Stracathro was a Roman auxiliary fort in Angus, north-east Scotland, situated on the edge of the Howe of the Mearns near the North Esk. It was a short-lived Flavian installation, constructed ca. A.D. 83 during Agricola's northern campaigns and abandoned around A.D. 87 as part of the wider Roman withdrawal from Scotland. The fort lies adjacent to a temporary marching camp whose distinctive entrance design — with internal clavicula and external traverse — has given its name to the "Stracathro-type" gateway found at camps across Scotland.
Source: Pleiades — A Community-Built Gazetteer and Graph of Ancient Places. View the Pleiades record →
Stracathro represents the northernmost known permanent (if briefly held) auxiliary fort of the Flavian conquest, marking the practical limit of Roman occupation on the eastern glen-mouth line that included Inverquharity, Cardean and other "glen-blocking" forts intended to control access from the Highlands. The associated marching camp is the type-site for one of the most widely distributed Roman camp gateway forms in Britain.

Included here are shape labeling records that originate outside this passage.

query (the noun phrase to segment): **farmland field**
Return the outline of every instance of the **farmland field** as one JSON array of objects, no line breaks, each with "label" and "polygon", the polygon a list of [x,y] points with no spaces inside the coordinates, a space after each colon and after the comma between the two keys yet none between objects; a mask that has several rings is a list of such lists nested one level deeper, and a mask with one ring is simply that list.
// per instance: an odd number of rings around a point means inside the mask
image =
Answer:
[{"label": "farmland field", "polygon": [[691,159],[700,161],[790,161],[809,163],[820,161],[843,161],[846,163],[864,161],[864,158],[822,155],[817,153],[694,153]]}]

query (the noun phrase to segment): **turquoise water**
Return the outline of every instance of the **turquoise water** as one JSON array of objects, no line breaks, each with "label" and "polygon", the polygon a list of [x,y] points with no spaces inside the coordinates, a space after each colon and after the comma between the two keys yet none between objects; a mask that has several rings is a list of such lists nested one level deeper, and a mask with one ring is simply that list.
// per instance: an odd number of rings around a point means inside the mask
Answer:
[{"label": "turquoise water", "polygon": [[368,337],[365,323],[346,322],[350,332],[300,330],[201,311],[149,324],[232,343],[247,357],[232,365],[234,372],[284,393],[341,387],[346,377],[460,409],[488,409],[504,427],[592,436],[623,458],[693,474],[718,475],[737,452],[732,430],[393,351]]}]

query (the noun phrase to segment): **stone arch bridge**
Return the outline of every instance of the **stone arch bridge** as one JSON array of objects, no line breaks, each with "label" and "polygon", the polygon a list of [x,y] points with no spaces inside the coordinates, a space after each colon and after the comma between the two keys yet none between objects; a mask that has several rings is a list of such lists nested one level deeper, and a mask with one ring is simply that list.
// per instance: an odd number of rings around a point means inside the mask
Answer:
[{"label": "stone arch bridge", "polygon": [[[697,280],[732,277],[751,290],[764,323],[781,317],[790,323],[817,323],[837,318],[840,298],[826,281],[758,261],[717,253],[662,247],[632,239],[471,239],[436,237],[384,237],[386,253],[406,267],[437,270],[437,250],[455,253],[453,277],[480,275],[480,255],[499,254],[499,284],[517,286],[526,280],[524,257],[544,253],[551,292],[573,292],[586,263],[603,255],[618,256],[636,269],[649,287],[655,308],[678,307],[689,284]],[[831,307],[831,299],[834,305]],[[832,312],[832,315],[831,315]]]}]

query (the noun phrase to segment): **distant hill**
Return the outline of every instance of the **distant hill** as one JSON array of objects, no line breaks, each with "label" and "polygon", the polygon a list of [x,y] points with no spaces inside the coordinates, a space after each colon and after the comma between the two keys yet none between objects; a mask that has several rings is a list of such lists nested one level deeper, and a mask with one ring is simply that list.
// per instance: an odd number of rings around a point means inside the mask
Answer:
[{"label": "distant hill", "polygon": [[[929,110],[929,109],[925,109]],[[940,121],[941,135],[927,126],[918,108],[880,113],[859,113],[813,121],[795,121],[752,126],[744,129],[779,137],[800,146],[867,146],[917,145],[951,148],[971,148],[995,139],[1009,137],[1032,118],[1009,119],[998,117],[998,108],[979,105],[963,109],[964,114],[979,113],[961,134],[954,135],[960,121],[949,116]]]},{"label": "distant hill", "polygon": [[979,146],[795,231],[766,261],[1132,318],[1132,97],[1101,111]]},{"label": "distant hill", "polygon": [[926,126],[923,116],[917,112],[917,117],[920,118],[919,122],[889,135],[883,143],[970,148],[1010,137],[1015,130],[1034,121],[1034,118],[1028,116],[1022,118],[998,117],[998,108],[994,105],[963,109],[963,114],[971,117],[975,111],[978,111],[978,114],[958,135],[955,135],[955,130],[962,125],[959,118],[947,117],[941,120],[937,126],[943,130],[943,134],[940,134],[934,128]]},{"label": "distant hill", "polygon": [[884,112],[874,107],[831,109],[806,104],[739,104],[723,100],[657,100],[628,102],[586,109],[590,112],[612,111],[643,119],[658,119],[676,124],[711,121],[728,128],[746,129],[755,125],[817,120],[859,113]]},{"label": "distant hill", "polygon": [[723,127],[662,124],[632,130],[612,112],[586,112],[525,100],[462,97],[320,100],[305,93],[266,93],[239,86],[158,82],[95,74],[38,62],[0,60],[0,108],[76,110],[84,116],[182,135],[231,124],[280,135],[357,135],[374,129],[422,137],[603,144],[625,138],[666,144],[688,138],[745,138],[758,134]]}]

The fort, identified largely through aerial photography, was sample-excavated by St Joseph in 1969, confirming Flavian date through pottery and revealing turf ramparts and timber-built interior structures, though no full plan of internal buildings has been recovered. The adjacent camp is similarly known mainly from cropmarks, and no substantial later excavation has been published.
Stracathro was a Roman auxiliary fort in Angus, north-east Scotland, situated on the edge of the Howe of the Mearns near the North Esk. It is recorded in the Pleiades gazetteer of ancient places as a fort site from the Roman period in Britain.
Stracathro is classified as a Roman fort — a military site in the Pleiades ancient world gazetteer. Roman Britain's archaeology encompasses thousands of sites ranging from legionary fortresses and marching camps to villas, temples and towns.
Several Roman sites lie within a short distance, including Raedykes camp (33.1 km), Tameia? (35.9 km), Normandykes (39.8 km). Aubrey Research maps over 2,200 Roman sites across Britain, drawn from the Pleiades ancient world gazetteer.